In this case Charpit's auxiliary equations become
$$
\frac{dp}{\frac{\partial f_1}{\partial x}}=\frac{dq}{\frac{\partial f_2}{\partial x}}=\frac{du}{-p\frac{\partial f_1}{\partial p}-q\frac{\partial f_2}{\partial q}}=\frac{dx}{-\frac{\partial f_1}{\partial p}}=\frac{dy}{-\frac{\partial f_2}{\partial q}}
$$
Cross-multiplying 1st and 4th ratios we get
$$\begin{align}
&\frac{\partial f_1}{\partial x}dx+\frac{\partial f_1}{\partial p}dp=0
\implies df_1=0\\
\therefore\;&f_1(x,p)=a
\end{align}$$
where $a$ is a constant.
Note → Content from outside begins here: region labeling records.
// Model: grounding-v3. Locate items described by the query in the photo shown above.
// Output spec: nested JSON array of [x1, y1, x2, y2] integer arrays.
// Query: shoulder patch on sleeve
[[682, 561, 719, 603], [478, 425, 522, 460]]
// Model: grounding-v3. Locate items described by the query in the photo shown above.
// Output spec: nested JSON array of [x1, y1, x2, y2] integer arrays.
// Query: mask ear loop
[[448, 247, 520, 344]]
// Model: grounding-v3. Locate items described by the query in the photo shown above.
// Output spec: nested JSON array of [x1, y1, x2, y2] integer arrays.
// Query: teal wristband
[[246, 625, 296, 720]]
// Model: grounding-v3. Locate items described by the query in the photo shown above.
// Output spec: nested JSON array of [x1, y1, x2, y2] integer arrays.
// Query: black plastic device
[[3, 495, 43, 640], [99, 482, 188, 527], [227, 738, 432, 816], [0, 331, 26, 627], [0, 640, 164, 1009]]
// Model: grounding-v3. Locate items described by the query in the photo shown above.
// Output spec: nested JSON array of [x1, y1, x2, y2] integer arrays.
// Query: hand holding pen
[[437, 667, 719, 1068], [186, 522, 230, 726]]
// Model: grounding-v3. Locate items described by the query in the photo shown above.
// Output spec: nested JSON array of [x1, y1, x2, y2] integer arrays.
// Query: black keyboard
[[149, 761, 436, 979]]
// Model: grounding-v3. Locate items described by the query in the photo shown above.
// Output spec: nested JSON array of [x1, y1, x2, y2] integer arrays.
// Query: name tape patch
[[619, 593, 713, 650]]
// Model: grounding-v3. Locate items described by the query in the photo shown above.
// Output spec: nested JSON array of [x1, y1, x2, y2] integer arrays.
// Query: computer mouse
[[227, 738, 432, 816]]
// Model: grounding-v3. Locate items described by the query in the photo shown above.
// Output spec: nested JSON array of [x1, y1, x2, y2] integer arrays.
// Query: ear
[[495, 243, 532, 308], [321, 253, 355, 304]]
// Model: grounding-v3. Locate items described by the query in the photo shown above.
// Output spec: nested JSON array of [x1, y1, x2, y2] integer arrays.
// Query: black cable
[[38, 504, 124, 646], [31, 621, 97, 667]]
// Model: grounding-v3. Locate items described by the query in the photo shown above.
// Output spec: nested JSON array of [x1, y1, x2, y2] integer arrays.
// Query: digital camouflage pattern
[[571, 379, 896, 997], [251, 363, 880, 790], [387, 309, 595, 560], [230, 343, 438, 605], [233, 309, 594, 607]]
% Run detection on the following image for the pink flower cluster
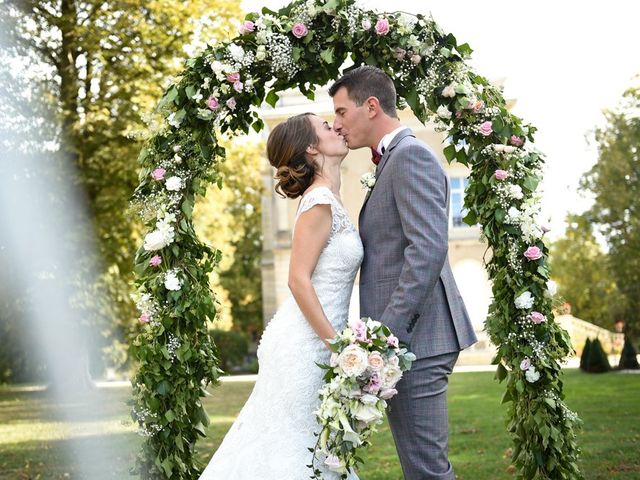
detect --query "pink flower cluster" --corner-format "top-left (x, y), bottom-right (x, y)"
top-left (240, 20), bottom-right (256, 35)
top-left (493, 170), bottom-right (509, 181)
top-left (524, 246), bottom-right (542, 261)
top-left (375, 18), bottom-right (390, 36)
top-left (478, 120), bottom-right (493, 137)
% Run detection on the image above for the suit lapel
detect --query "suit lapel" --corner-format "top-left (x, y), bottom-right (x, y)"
top-left (360, 128), bottom-right (415, 217)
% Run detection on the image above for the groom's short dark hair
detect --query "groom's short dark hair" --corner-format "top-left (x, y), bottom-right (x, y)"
top-left (329, 65), bottom-right (398, 118)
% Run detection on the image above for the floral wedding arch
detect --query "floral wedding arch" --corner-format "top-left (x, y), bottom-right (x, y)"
top-left (132, 0), bottom-right (582, 479)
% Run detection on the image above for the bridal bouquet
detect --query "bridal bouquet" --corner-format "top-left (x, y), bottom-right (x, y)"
top-left (309, 318), bottom-right (416, 479)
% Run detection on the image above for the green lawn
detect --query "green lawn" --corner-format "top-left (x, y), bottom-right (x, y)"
top-left (0, 370), bottom-right (640, 480)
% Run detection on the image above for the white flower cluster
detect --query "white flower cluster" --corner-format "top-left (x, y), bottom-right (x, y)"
top-left (505, 196), bottom-right (544, 244)
top-left (312, 318), bottom-right (415, 474)
top-left (266, 33), bottom-right (299, 79)
top-left (164, 268), bottom-right (182, 292)
top-left (144, 213), bottom-right (176, 252)
top-left (167, 333), bottom-right (180, 362)
top-left (133, 408), bottom-right (162, 437)
top-left (360, 172), bottom-right (376, 192)
top-left (507, 242), bottom-right (523, 275)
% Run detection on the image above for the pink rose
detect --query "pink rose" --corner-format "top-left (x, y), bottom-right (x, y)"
top-left (240, 20), bottom-right (256, 35)
top-left (524, 247), bottom-right (542, 261)
top-left (493, 170), bottom-right (509, 180)
top-left (529, 312), bottom-right (546, 325)
top-left (380, 388), bottom-right (398, 400)
top-left (362, 373), bottom-right (382, 395)
top-left (375, 18), bottom-right (389, 35)
top-left (480, 120), bottom-right (493, 137)
top-left (291, 23), bottom-right (309, 38)
top-left (367, 352), bottom-right (384, 372)
top-left (329, 352), bottom-right (339, 368)
top-left (151, 168), bottom-right (167, 182)
top-left (351, 319), bottom-right (367, 342)
top-left (509, 135), bottom-right (524, 147)
top-left (324, 455), bottom-right (342, 470)
top-left (207, 97), bottom-right (220, 110)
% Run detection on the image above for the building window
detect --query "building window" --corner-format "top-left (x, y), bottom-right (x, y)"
top-left (449, 177), bottom-right (469, 227)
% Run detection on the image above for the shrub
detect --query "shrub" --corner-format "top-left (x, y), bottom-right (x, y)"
top-left (580, 337), bottom-right (591, 370)
top-left (618, 337), bottom-right (640, 370)
top-left (209, 330), bottom-right (249, 373)
top-left (584, 338), bottom-right (611, 373)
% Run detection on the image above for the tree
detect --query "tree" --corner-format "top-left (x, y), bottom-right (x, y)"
top-left (0, 0), bottom-right (240, 376)
top-left (581, 77), bottom-right (640, 340)
top-left (195, 141), bottom-right (264, 341)
top-left (550, 215), bottom-right (625, 330)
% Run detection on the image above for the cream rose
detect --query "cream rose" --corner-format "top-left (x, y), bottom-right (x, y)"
top-left (338, 345), bottom-right (368, 377)
top-left (368, 352), bottom-right (384, 372)
top-left (353, 404), bottom-right (382, 423)
top-left (381, 365), bottom-right (402, 390)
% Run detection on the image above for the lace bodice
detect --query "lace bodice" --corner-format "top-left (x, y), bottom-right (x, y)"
top-left (200, 187), bottom-right (363, 480)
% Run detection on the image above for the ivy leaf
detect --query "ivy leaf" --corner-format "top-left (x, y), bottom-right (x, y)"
top-left (494, 363), bottom-right (509, 383)
top-left (265, 90), bottom-right (280, 108)
top-left (320, 47), bottom-right (333, 64)
top-left (462, 210), bottom-right (478, 227)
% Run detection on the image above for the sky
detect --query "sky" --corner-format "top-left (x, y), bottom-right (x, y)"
top-left (241, 0), bottom-right (640, 238)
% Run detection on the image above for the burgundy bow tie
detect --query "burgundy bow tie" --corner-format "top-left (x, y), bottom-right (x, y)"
top-left (371, 147), bottom-right (382, 165)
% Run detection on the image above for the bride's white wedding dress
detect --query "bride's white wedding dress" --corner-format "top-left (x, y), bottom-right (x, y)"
top-left (200, 187), bottom-right (363, 480)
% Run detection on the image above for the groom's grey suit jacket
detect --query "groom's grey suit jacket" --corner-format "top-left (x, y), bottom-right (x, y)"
top-left (359, 128), bottom-right (477, 358)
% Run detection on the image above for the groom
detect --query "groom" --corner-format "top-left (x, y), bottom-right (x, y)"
top-left (329, 66), bottom-right (477, 480)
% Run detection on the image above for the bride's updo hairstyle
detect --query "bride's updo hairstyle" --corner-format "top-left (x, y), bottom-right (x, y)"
top-left (267, 113), bottom-right (318, 198)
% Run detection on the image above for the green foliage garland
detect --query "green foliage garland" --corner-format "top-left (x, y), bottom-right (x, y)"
top-left (127, 0), bottom-right (581, 479)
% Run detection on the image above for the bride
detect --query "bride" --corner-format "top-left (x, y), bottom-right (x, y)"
top-left (200, 113), bottom-right (363, 480)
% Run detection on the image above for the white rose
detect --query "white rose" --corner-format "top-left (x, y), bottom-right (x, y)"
top-left (360, 393), bottom-right (378, 405)
top-left (338, 345), bottom-right (368, 377)
top-left (167, 112), bottom-right (182, 128)
top-left (436, 105), bottom-right (451, 120)
top-left (506, 207), bottom-right (522, 225)
top-left (352, 404), bottom-right (382, 423)
top-left (368, 352), bottom-right (384, 372)
top-left (442, 84), bottom-right (456, 98)
top-left (514, 291), bottom-right (534, 310)
top-left (164, 272), bottom-right (182, 291)
top-left (228, 43), bottom-right (244, 62)
top-left (144, 230), bottom-right (171, 252)
top-left (524, 367), bottom-right (540, 383)
top-left (256, 30), bottom-right (267, 45)
top-left (509, 185), bottom-right (524, 200)
top-left (380, 365), bottom-right (402, 390)
top-left (165, 176), bottom-right (182, 192)
top-left (367, 318), bottom-right (382, 330)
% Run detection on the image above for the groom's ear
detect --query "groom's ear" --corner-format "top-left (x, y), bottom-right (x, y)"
top-left (365, 97), bottom-right (381, 119)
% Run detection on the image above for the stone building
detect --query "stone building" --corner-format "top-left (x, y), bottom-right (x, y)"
top-left (261, 89), bottom-right (493, 363)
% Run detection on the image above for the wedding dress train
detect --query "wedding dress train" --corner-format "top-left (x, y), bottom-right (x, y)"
top-left (200, 187), bottom-right (363, 480)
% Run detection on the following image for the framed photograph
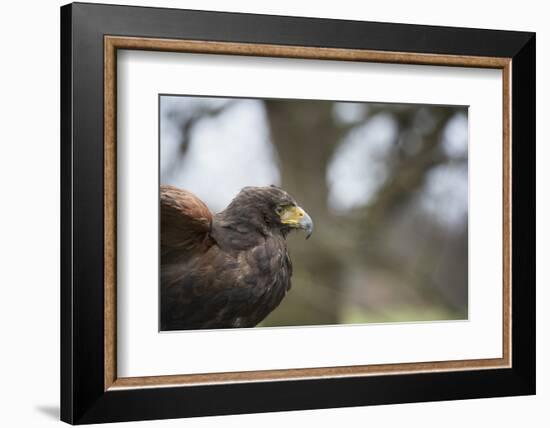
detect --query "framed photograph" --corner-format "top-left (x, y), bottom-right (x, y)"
top-left (61, 3), bottom-right (535, 424)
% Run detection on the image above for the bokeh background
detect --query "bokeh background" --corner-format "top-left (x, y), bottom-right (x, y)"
top-left (160, 95), bottom-right (468, 326)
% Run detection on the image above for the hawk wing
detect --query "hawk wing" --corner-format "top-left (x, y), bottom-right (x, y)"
top-left (160, 185), bottom-right (213, 266)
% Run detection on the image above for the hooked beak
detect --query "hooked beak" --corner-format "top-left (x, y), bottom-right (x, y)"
top-left (281, 206), bottom-right (313, 239)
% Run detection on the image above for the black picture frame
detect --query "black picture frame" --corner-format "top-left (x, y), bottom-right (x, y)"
top-left (61, 3), bottom-right (536, 424)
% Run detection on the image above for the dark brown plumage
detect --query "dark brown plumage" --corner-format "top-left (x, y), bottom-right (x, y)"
top-left (160, 185), bottom-right (313, 330)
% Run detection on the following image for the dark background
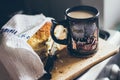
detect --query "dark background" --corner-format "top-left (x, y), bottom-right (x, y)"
top-left (0, 0), bottom-right (80, 28)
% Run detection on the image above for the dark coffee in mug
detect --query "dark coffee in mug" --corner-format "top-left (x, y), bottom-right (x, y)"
top-left (51, 6), bottom-right (99, 57)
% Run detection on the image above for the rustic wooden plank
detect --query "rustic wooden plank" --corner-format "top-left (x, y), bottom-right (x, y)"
top-left (51, 38), bottom-right (119, 80)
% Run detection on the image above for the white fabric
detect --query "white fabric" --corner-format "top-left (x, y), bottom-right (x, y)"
top-left (0, 14), bottom-right (50, 80)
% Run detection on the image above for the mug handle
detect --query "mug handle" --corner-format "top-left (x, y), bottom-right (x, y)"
top-left (50, 20), bottom-right (68, 45)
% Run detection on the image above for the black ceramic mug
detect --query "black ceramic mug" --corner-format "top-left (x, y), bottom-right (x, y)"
top-left (50, 6), bottom-right (99, 57)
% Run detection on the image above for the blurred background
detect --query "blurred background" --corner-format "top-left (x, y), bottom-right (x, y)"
top-left (0, 0), bottom-right (120, 30)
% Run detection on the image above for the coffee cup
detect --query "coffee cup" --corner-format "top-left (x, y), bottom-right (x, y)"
top-left (50, 6), bottom-right (99, 57)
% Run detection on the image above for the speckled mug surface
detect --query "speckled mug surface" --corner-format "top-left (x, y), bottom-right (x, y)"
top-left (51, 6), bottom-right (99, 57)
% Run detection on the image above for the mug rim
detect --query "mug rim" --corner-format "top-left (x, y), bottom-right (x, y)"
top-left (65, 5), bottom-right (99, 20)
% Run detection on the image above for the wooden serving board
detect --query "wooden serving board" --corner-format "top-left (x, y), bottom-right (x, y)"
top-left (51, 38), bottom-right (119, 80)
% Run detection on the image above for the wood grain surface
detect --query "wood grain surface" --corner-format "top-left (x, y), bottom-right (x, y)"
top-left (51, 38), bottom-right (119, 80)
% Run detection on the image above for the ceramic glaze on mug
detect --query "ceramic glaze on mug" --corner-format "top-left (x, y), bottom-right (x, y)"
top-left (51, 6), bottom-right (99, 57)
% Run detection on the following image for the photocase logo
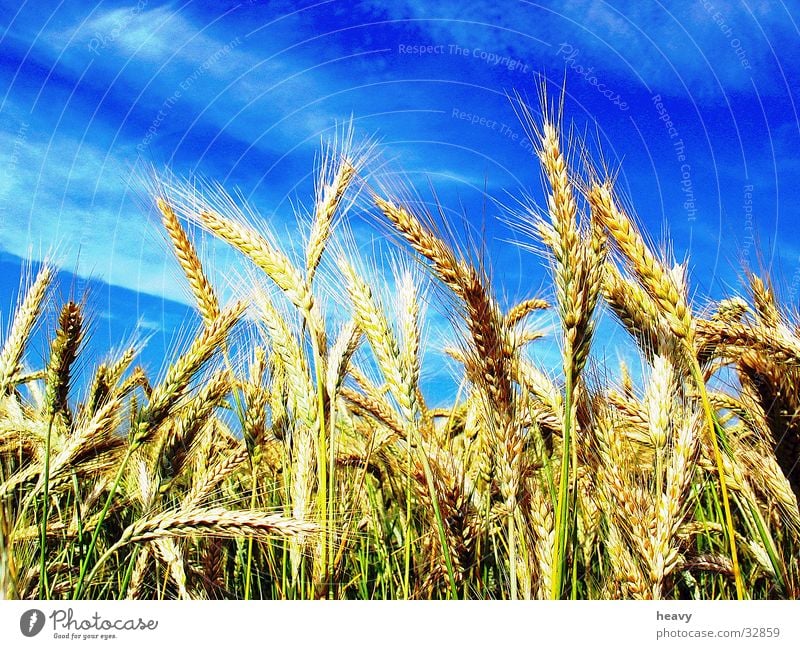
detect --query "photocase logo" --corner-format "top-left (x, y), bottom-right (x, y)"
top-left (19, 608), bottom-right (44, 638)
And, $$f_2(y,q)=-f_1(x,p)=-a$$ We can write $p,q$ as
$$p=F_1(x,a),\quad q=F_2(y,a)$$
Finally, integrating we get the required solution
$$u=\int F_1(x,a)\,dx+\int F_2(y,a)\,dy$$

Current problem

$$\begin{align}
F_1(X,a)=&\sqrt{1+\frac{a}{X}},\quad F_2(Y,a)=\sqrt{1-\frac{a}{Y}}\\
\implies U=&\int F_1(X,a)\,dX+\int F_2(Y,a)\,dY\\
\implies u^2=& 2\int\sqrt{x^2+a}\,dx+2\int\sqrt{y^2-a}\,dy\\
=& b+x\sqrt{x^2+a}+\sqrt a\ln|x+\sqrt{x^2+a}|+y\sqrt{y^2-a}-\sqrt a\ln|y+\sqrt{y^2-a}|
\end{align}$$
Here we have assumed $a>0$ and $b$ is an arbitrary constant.